"Bu, masih adakah sambal lecet yang pagi tadi?"
"Masih, Nak. Ibu juga sempat goreng ikan asin rebus tadi. Kamu ganti baju dulu, cuci tangan, baru kemudian buka tudung saji."
"Oke. Siap, Bu. Sudah makan nanti, aku mau segera ke ladang, ya, Bu."
Ibuku tersenyum. Setelah waktu Zuhur berlalu, biasanya Ibu langsung pergi ke kebun dekat rumah. Beliau sedang ada tanaman cabai rawit yang harus diurus. Tahu sendiri, cabai rawit kalau tak sering dirawat, daunnya suka jadi keriting dan malas berbuah.
Usai melahap dua butir ikan asin rebus bersama sambal lecet, aku langsung bergegas menuju ke ladang. Aku tak sabar untuk bertemu Ayah. Bukan untuk minta uang jajan, bukan! Aku ingin mendengar kisah Legenda Muning Raib.
***
Di sebuah pondok yang rimpuh, tampak ada asap bergumul memenuhi atap. Terlihat dari dekat, bumbung-bumbung tersusun rapi sembari menatap air nira yang mulai memerah. Sesaat sebelum air nira lebih mengental, tiba-tiba saja ada tamu tak dikenal menghampiri.
"Selamat siang, Pak. Boleh kami masuk?" sahut pria berkacamata hitam sembari meletakkan kaki bersepatu pantofel-nya di depan pintu. Dia terus mengibas-ngibas wajah sembari mengusik pelupuk mata yang mulai perih terkena asap.
"Silahkan, Tuan," jawab Ayah dengan setengah menyilakan. Ayah sedang bersiap untuk mengangkat wajan. Air nira sudah semakin kental dan berwarna merah pekat. Gula aren sudah siap diangkat dari tungku api.
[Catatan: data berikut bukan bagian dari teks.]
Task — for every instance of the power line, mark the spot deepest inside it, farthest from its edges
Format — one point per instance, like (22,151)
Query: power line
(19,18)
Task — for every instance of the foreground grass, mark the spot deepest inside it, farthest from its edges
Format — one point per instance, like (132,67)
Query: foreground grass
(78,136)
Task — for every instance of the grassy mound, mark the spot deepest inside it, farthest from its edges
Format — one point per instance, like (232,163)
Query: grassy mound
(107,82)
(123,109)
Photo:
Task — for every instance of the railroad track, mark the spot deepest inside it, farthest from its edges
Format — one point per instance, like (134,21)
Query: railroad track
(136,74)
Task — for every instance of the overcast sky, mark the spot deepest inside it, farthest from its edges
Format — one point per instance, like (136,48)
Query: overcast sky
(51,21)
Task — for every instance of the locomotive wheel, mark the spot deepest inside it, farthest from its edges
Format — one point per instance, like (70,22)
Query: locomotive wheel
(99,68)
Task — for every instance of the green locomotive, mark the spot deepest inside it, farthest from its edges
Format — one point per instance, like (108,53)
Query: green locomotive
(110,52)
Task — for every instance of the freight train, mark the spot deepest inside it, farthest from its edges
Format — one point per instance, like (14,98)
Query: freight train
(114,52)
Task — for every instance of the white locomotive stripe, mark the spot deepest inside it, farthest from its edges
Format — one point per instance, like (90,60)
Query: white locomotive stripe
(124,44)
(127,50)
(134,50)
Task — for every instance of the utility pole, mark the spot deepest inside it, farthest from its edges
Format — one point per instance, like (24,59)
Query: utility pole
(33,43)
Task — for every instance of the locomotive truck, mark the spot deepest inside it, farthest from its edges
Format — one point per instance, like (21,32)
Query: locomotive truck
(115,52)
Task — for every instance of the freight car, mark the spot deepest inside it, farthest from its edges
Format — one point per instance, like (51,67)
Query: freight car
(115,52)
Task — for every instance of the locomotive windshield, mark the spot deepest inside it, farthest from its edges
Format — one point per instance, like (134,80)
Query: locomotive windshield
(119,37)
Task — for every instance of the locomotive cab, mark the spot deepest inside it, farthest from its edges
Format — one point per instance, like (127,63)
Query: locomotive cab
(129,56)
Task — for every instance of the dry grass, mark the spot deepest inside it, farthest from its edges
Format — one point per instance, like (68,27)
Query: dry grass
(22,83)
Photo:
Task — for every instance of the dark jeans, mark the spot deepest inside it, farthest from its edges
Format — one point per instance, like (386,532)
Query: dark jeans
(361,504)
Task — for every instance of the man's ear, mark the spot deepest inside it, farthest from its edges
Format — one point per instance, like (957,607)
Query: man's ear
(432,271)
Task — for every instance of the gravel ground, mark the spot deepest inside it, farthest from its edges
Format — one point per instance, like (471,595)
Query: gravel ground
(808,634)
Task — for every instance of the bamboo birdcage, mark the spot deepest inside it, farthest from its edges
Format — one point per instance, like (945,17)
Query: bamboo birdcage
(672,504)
"Maaf, Tuan. Sambutan saya kurang sopan. Kebetulan gula aren ini harus segera saya angkat, nanti gagal kering. O, ya. Ada apa, Tuan?"
"Siap, Pak. Tidaklah mengapa. Perkenalkan, nama saya Jaya, dan ini para karyawan saya. Kami datang dari Tangerang, rencananya ingin membangun bisnis properti di Kota Curup ini."